Du linge pend. Une photographie prise à Venise dans les années 80, un matin d’été. Peut-être dans le ghetto. Le mot ghetto en tout cas semble s’associer à cette impression. Et aussi Hugo Pratt, Corto Maltese, Sara Copio Sullam, Léon de Modène , Samuel Romanelli.Voilà le genre de mot qui vient. Ce qui fait que j’ai appuyé sur le déclencheur à cet instant précisément reste inconnu. Peut-être est-ce seulement une relation entre la blancheur du linge et le gris des murs. Je fais ce genre d’image sans réfléchir. Quelque chose attire l’œil, il ne faut surtout pas prendre le temps d’y réfléchir, il faut capturer, voler du temps au temps.
Je vis, je meurs ; je me brûle et je me noie ;
J’ai chaud extrême en endurant froidure ;
La vie m’est et trop molle et trop dure.
J’ai grands ennuis entremêlés de joie.
Tout à un coup je ris et je larmoie,
Et en plaisir maint grief tourment j’endure ;
Mon bien s’en va, et à jamais il dure ;
Tout en un coup je sèche et je verdoie.
Ainsi Amour inconstamment me mène ;
Et, quand je pense avoir plus de douleur,
Sans y penser je me trouve hors de peine.
Puis, quand je crois ma joie être certaine,
Et être au haut de mon désiré heur,
Il me remet en mon premier malheur.
SARA COPIO SULLAM (1600-1641)
Venise par trois fois et toujours la même impression, ce plaisir de m’y retrouver seul, quelque soit la compagne, l’idée de compagne qui m’accompagne.

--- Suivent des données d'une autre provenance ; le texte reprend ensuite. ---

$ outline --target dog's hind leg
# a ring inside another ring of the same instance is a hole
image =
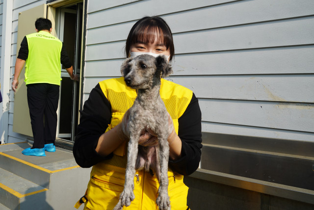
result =
[[[168,160],[169,159],[169,144],[167,140],[168,135],[166,133],[159,138],[159,148],[158,158],[160,164],[160,178],[159,186],[158,189],[158,195],[156,203],[160,210],[170,210],[170,201],[168,195]]]
[[[136,136],[136,135],[131,134],[128,144],[128,162],[126,169],[124,189],[120,194],[119,202],[113,210],[122,210],[123,206],[128,207],[135,198],[133,190],[134,189],[134,176],[135,173],[135,162],[138,151],[138,143]]]

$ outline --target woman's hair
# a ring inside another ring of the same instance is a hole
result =
[[[52,27],[52,24],[49,19],[39,18],[37,18],[35,22],[35,27],[38,31],[42,30],[49,30]]]
[[[128,56],[131,45],[136,43],[153,43],[155,35],[158,44],[163,44],[169,49],[171,61],[175,53],[172,33],[166,22],[157,16],[144,17],[137,21],[129,33],[126,43],[126,55]]]

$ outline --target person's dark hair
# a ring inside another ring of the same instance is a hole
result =
[[[50,30],[52,26],[51,21],[47,18],[37,18],[35,22],[35,27],[38,31],[42,30]]]
[[[155,41],[155,34],[160,35],[157,37],[157,42],[165,45],[167,50],[169,49],[171,61],[175,53],[172,33],[166,22],[157,16],[144,17],[133,26],[129,33],[126,43],[126,55],[128,56],[131,46],[133,44],[142,42],[153,43]]]

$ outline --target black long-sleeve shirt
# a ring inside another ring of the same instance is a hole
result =
[[[19,51],[18,58],[26,60],[28,57],[28,45],[27,43],[27,39],[26,39],[26,36],[25,36],[21,43],[21,48],[20,48],[20,50]],[[63,47],[63,43],[62,43],[62,47],[61,50],[60,58],[61,63],[65,68],[68,69],[72,66],[71,61],[70,60],[70,58],[68,55],[68,53]]]
[[[99,137],[110,123],[111,110],[110,103],[99,84],[97,84],[91,91],[83,110],[80,111],[80,123],[73,147],[76,161],[81,167],[90,167],[112,157],[112,154],[103,157],[95,150]],[[178,119],[178,135],[182,142],[182,157],[175,161],[169,160],[169,167],[183,175],[191,174],[199,166],[202,147],[201,119],[198,100],[193,93],[186,109]]]

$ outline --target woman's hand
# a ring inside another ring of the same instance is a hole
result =
[[[129,119],[130,113],[129,110],[124,114],[121,122],[121,128],[125,135],[130,138],[130,128],[129,127]],[[170,114],[168,114],[168,141],[169,145],[174,140],[176,132],[173,126],[172,119]],[[146,127],[141,132],[138,140],[138,144],[144,147],[157,146],[159,143],[157,134],[150,128]]]

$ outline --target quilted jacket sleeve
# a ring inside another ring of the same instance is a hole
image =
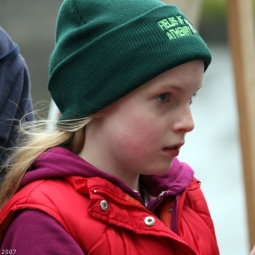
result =
[[[79,245],[52,217],[37,210],[24,210],[11,223],[1,251],[20,255],[84,255]]]

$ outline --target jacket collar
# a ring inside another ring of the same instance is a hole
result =
[[[154,197],[158,197],[162,192],[175,196],[187,188],[193,174],[193,170],[187,164],[175,158],[167,173],[158,176],[141,175],[140,181],[146,191]],[[123,181],[97,169],[63,147],[55,147],[42,153],[33,163],[31,170],[24,176],[20,188],[36,180],[63,176],[107,179],[133,198],[141,200],[139,193],[129,188]]]

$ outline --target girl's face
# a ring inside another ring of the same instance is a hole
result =
[[[203,76],[203,62],[191,61],[106,107],[87,126],[80,156],[133,188],[139,174],[167,172],[194,128],[190,104]]]

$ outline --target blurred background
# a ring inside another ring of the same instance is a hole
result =
[[[34,107],[43,109],[41,115],[45,117],[50,103],[48,62],[54,47],[61,2],[0,0],[0,26],[19,44],[30,71]],[[248,255],[250,247],[226,2],[203,0],[201,13],[198,30],[212,51],[213,62],[192,105],[196,128],[187,135],[179,158],[192,166],[202,182],[221,254]]]

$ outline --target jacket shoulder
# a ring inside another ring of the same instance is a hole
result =
[[[39,180],[15,194],[0,213],[1,236],[5,234],[18,210],[41,210],[56,219],[84,250],[95,244],[105,231],[105,224],[95,221],[89,213],[89,195],[77,192],[63,179]],[[0,238],[1,238],[0,236]]]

Comme on fuit une idée de tourisme, se retrouver seul. Profiter d’un moment d’inadvertance, ne pas faire trop attention au cadrage. Se retrouver avec une peinture de Gerhard Richter. Ceci n’est pas une nuque de femme, pas plus qu’une chandelle. Peut-être le simple dos d’une petite cuillère.
Chantilly. Pays de la crème et des chevaux. Toute une journée à prendre des photographies. Possible que tout ça vienne d’une lubie. A l’époque j’avais développé des tirages pour l’agence Vue de Libé. Avec Marc Bruhat, chez Sillages, quai de la Gare. Le travail d’Agnès Bonnot m’avait impressionné. Tout ce qu’elle était parvenue à restituer de son amour du cheval, les matières, le cuir, le grain des peaux, le crin, tout avait résonné très fort sans que je n’en trouve véritablement la raison. Peut-être avais-je contacté cette école de cheval simplement pour cela, pour essayer d’en avoir le cœur net. Beaucoup de photographies qu’à l’époque je considérais ratées. Si elle étaient ratées c’était en relation avec l’intention qui m’avait conduit ce jour là à Chantilly, à vouloir ressembler à qui je n’étais pas. Je n’étais pas cascadeur à cheval, par exemple. J’aimais bien l’idée des chevaux, pas assez pour faire de bonnes photos, c’est ce que j’avais pensé sous l’agrandisseur, avec dépit. Sans doute aussi qu’éprouver ce dépit était une sorte d’objectif que je m’étais fixé, que les chevaux n’étaient qu’un prétexte, un moyen.
Parallèlement à cela c’est en rêvant qu’une idée d’être surgit. je crois que j’ai toujours dû rêver , inventer qui j’étais avant de l’être véritablement. Parfois cela a fonctionné, d’autre fois non. Tout ça pour comprendre à quel point l’idée de génération spontanée est fausse. Même le fait d’abandonner un rêve fait partie de ce rêve.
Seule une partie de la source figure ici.